Baan has recorded its fifth successive quarterly loss, but the scale of the loss took analysts by surprise.
At $24.7 million, it was a significant improvement on 1998, when Baan recorded a loss of $39.7 million, but much worse than analysts' forecasts of between $8.2 million and $1.4 million.
Baan, which is Europe's second largest vendor of enterprise applications software said new licence revenue collapsed by 59 per cent to $35.9 million from last year's $86.6 million. Total revenue was also down to $142.8 million from $195 million, a drop of 27 per cent.
Baan said the reason for the unexpectedly large loss was due to a change in the way it is accounting for revenue. Rather than using a model based on licence sales, Baan is moving to a subscription basis, where customers pay what amounts to a monthly fee for software use.

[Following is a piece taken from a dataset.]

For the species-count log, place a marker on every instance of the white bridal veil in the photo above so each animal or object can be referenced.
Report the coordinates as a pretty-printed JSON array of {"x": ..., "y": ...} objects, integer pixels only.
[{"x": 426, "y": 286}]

The company stated that if it had maintained its old sales model, revenue would have been an additional $34 million.
The company's analyst call today concentrated on getting full explanations about the effect the new licencing model will have on Baan's performance.
While cautious, Jim Mooney, Baan's chief financial officer said: "There's a lot of certainty in it. In this quarter, we have been very conservative about how we recognised revenue." Asked to comment on customer acceptance of the new model, Mooney added: "There are three times as many deals under discussion as have been closed so far."
Much of the revenue impact came from a subscription based deal with Boeing for Baan to supply its entire applications suite to an estimated 200,000 users, the largest contract in Baan's history. Mooney said the model was sufficiently attractive for Boeing to close the deal much quicker than would be expected under the old model. There were four other deals of a similar type in the quarter.
Pricing models for very large deployments are under general review among the applications community. SAP has moved to a new role-based pricing model and Oracle is working on creating a unified pricing model.
Analysts view Baan's move as a bold step. It relieves Baan of the price pressures associated with frantically closing deals in the last few days of a quarter and has the effect of improving the longer term earnings quality, because once the contract is finalised, revenues are certain into the future.
This means Baan will be in a better position to accurately predict cash and revenue flows. The downside is that in the short term, assessing how well Baan is doing in comparison to others will be difficult.
Describing the move as logical, Brian Skiba, senior research analyst at Lehman Brothers commented: "Baan's new model will provide the company with a more visible revenue stream on a go forward basis. On the downside, it will have a material impact on the revenue recognised and reported earnings near term." In Skiba's view, Baan will not now return to profit until the second half of next year.